A panel, organized by the National Law Enforcement Museum, looks to bring police, activists and the community together to address anti-bias training among police.

WASHINGTON — In the wake of the death of George Floyd, how have police departments changed? An upcoming panel discussion hopes to offer a path forward when it comes to police reform.

“What people understand right now is that there is an urgency for action," said Sharon Sayles- Belton, former Mayor of Minneapolis from 1994 to 2001. 

She will be one of several panelists to discuss anti-bias training in a discussion organized by the National Law Enforcement Memorial and Museum Monday. Police departments throughout the country have implemented anti-bias training programs to address documented inequalities in policing toward people of color.  

“The public is angry, upset, really disturbed and looking for law enforcement as a profession to take bold new steps going forward," explained Sayles-Belton. “Many police departments have tried to take some steps to improve but those improvements are not enough.”

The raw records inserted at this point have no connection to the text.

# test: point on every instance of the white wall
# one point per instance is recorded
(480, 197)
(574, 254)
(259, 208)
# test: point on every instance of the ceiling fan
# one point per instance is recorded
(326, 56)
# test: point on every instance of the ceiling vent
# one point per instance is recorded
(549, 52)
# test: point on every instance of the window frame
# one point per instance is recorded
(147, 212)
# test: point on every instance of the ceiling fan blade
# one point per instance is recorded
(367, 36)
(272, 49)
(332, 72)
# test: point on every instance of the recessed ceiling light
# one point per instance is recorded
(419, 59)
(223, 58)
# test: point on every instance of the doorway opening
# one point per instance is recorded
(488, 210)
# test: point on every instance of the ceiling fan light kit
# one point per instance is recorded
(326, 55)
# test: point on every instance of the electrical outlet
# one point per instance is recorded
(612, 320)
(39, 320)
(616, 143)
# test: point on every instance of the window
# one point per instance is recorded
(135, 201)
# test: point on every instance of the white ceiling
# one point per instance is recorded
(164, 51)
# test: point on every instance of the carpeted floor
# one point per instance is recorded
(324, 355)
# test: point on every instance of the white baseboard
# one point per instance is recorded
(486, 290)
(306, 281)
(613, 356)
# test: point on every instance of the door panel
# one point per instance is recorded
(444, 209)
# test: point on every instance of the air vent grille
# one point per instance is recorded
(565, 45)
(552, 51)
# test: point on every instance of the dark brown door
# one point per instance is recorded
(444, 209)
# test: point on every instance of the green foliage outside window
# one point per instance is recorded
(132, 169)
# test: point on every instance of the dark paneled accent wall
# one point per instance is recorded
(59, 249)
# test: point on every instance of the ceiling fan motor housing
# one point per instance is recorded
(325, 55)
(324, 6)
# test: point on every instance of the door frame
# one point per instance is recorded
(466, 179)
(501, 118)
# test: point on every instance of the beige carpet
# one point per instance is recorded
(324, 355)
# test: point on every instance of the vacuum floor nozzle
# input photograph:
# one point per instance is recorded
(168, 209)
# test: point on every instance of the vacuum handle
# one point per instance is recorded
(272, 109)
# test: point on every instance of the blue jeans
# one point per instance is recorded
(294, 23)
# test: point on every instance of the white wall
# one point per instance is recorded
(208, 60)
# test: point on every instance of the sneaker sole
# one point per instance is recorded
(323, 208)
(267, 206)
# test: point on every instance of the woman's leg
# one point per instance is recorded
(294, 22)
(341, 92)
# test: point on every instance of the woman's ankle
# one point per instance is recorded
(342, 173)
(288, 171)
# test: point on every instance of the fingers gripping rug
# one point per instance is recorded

Anti-bias training programs among police departments have come under scrutiny.  Many doubt the effectiveness of the programs given other examples of excessive force by police against people of color for mundane things. 

The panel will take a closer look at these programs and will make suggestions on what police departments can do to improve their standing in communities nationwide. 

“Our conversations are totally solutions-based and, to be that, we need to bring different perspectives and different ways of educating the public and law enforcement on what is needed out there and what we can do out there and what we can do to change things, " said Marcia Ferranto, CEO for the National Law Enforcement Officers Memorial Fund. 

Among panelists there is a sense that things will improve; especially as activists continue to advocate for change.  

“All the players that are going to be sitting at the table on this panel are all players in the national conversation," said Sayles-Belton. "We’re going to have to find consensus because there will be things that need to happen that people are not going to necessarily be comfortable with.”